Por eso hay artistas, empresarios, deportistas y profesionales que por fuera parecen haberlo logrado todo, pero por dentro no se soportan.

El éxito es un resultado. No una salvación.

Solo enfócate en despertar

Hay una idea que vale oro: antes de enseñar a un joven a producir, habría que enseñarle a experimentarse.

Aprender a estar consigo mismo. Aprender a reconocer su conciencia. Aprender a sentir paz sin necesidad de estímulos externos. Mientras eso no ocurre, cualquier persona corre el riesgo de vivir como un zombie social, reaccionando más que eligiendo. Desde ahí cambia todo:

  • La forma de estudiar
  • La forma de relacionarse
  • La forma de trabajar
  • La forma de elegir
  • La forma de vivir

Porque cuando uno ya no busca desesperadamente fuera lo que no ha cultivado dentro, deja de vivir secuestrado por la comparación, la pertenencia o el miedo.

Y eso vale tanto para un adolescente como para un padre.

Una pregunta urgente para cerrar

Si tienes hijos, pregúntate con honestidad: ¿estoy guiando o estoy proyectando? ¿Estoy acompañando su despertar o estoy administrando su adaptación?

Y si eres tú quien se siente desconectado, entonces la pregunta cambia: ¿cuánto de mi vida lo elegí de verdad?

No hace falta dramatizar. Hace falta lucidez.

Porque mientras no haya conciencia, siempre existe el riesgo de convertirse en un zombie social sin siquiera darse cuenta.

Despertar no significa tener todas las respuestas. Significa dejar de vivir dormido.

Si quieres seguir explorando ideas sobre crecimiento personal, criterio, aprendizaje y nuevas formas de construir una vida profesional con más sentido, también puedes echar un vistazo a el perfil profesional de Agustín Mier y Terán o visitar su canal.

Al final, de eso va todo esto. No de fabricar hijos funcionales. No de fabricar hijos convertidos en zombies sociales. No de coleccionar logros vacíos. No de empujar a nadie hacia una vida prestada.

Va de recuperar el criterio. Va de construir conciencia. Va de volver a uno mismo.

Solo enfócate en despertar.

Preguntas Frecuentes

¿Qué es un zombie social?

Un zombie social es una persona que vive en automático, tomando decisiones guiadas por expectativas externas en lugar de por su propio criterio e identidad.

¿Cómo saber si estoy viviendo como un zombie social?

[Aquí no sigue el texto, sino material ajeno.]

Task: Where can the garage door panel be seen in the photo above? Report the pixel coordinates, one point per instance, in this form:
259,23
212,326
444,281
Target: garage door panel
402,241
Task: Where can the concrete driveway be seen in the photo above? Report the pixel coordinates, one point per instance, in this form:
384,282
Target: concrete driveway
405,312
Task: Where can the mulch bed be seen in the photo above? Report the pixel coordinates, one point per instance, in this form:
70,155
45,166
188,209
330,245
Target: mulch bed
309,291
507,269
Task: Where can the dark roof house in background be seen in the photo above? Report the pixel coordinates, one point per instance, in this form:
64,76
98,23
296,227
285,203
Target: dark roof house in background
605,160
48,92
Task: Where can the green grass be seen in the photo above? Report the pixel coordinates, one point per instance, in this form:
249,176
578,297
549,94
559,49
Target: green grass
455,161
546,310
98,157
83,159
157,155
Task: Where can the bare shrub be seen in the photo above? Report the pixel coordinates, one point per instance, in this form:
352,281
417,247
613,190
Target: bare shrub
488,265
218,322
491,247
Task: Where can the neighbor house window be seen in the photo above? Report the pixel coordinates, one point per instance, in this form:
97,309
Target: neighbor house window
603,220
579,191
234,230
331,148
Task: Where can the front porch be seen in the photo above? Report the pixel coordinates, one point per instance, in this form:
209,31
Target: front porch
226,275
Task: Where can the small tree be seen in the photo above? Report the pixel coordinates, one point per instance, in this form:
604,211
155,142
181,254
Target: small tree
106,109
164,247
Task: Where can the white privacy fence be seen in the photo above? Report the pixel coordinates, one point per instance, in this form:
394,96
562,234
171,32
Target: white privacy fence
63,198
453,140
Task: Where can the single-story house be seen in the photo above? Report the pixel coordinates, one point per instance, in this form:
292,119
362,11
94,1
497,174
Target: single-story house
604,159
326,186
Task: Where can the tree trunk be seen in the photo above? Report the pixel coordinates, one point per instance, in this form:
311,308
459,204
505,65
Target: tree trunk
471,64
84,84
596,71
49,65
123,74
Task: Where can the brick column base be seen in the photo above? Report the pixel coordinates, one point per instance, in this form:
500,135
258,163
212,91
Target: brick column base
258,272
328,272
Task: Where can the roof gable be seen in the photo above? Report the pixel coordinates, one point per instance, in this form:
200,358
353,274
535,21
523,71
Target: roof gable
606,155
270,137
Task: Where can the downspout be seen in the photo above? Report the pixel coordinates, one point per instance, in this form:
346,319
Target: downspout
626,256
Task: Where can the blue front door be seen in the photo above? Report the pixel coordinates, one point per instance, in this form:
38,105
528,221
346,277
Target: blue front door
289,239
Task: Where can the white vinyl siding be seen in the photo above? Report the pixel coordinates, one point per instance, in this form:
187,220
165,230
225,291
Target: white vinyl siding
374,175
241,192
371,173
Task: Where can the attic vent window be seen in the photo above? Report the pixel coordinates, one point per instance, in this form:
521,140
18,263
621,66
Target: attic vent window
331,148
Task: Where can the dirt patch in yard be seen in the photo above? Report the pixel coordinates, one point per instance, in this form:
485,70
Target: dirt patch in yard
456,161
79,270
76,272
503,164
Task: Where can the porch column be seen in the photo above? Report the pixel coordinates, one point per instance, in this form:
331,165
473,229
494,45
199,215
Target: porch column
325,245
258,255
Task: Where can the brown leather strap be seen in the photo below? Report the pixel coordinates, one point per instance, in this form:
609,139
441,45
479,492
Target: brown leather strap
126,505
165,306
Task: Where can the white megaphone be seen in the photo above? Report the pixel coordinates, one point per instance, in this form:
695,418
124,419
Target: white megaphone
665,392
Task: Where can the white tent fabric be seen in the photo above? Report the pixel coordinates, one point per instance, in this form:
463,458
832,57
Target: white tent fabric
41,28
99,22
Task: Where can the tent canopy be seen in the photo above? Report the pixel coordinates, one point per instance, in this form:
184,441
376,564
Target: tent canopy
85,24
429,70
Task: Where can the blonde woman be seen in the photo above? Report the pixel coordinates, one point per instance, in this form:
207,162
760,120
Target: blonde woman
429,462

Si sientes que has seguido el camino que otros esperaban de ti, pero te cuesta explicar por qué haces lo que haces o qué quieres realmente, puede ser una señal de desconexión contigo mismo.

¿Por qué es tan importante construir la identidad antes de elegir una carrera?

Porque las decisiones más importantes se toman mejor cuando conoces tus valores, intereses y forma de ver la vida. Sin identidad, es fácil elegir por presión o por miedo.

¿Cambiar de carrera significa haber fracasado?

No necesariamente. En muchos casos, cambiar de carrera es un acto de lucidez que refleja un mayor conocimiento de uno mismo y una búsqueda de coherencia personal.

¿Cómo dejar de vivir en automático?

El primer paso es desarrollar conciencia sobre tus decisiones, cuestionar las expectativas heredadas y dedicar tiempo a conocerte antes de buscar el éxito o el reconocimiento externo.